Edward Kunonga, Middlesbrough’s Director of Public Health, said: “Very often people don’t have one single issue and bringing services together helps to address that but also we know it helps to take away the stigma.
“If you walk into this building who knows what you are coming in for, it could be cooking on a budget, you could be coming to a mental health session, you could be coming for employment advice, you could be coming to the drug and alcohol service. We feel that takes away one of the barriers.”
The development is being assisted through grant funding from Public Health England and Big Lottery Fund.
Access to The Live Well Centre will be via a reception area in the middle of the Dundas Arcade.
The refurbishment will create a wide range of mixed-use space, including community gym and fitness studio; training kitchen; eight full-spec clinics; 10 private consultation rooms; an open IT facility; café area; group, craft, training and event rooms and hireable office space.

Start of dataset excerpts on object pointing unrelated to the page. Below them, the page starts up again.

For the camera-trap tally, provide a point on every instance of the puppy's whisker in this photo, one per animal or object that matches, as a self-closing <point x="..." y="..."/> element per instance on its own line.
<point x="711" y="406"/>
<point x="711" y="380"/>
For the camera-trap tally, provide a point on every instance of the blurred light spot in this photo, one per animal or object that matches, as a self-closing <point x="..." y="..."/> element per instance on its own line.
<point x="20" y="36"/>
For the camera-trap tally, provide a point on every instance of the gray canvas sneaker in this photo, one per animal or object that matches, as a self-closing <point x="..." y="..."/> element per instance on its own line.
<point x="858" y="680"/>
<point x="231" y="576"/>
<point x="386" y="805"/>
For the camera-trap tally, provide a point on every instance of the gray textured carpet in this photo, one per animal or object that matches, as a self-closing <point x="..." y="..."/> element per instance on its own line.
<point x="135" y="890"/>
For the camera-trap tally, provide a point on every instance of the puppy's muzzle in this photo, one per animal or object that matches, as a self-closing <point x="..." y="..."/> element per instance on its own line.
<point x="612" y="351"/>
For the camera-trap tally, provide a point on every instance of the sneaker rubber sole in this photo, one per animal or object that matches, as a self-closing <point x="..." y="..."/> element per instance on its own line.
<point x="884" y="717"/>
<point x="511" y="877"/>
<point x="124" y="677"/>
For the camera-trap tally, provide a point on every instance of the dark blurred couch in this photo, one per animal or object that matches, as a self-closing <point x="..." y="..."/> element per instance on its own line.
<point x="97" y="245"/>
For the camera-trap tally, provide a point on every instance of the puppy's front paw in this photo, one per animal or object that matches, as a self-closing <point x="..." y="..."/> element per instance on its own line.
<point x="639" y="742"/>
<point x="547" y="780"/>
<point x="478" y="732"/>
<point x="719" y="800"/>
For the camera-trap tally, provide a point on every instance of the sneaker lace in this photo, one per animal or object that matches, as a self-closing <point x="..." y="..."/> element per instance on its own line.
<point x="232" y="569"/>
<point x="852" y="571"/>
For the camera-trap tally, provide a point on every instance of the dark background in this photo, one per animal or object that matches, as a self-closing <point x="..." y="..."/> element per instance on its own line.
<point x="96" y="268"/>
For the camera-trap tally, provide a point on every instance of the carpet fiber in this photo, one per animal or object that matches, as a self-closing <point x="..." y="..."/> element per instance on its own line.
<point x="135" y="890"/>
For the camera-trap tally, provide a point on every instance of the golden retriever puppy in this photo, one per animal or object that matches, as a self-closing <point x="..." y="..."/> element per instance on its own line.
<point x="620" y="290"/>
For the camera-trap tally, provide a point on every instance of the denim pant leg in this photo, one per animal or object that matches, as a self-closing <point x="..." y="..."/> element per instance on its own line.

The centre will also house a self-contained family unit, enabling families to access services together, rather than navigate separate adult, children, and young people’s services for a multitude of support services.
The Live Well Centre also has a regenerative part to play in Middlesbrough Council’s investment plans.
Over the next four years the Council is committed to an injection of £74 million into a series of developments as part of the town’s far-reaching Investment Prospectus.
The aim is that this confidence in Middlesbrough’s growing stature as the city heart of the Tees Valley will act as a catalyst for the creation of 5,000 new jobs in the town, in tandem with more than £600 million of inward investment from the private sector and other parts of the public sector.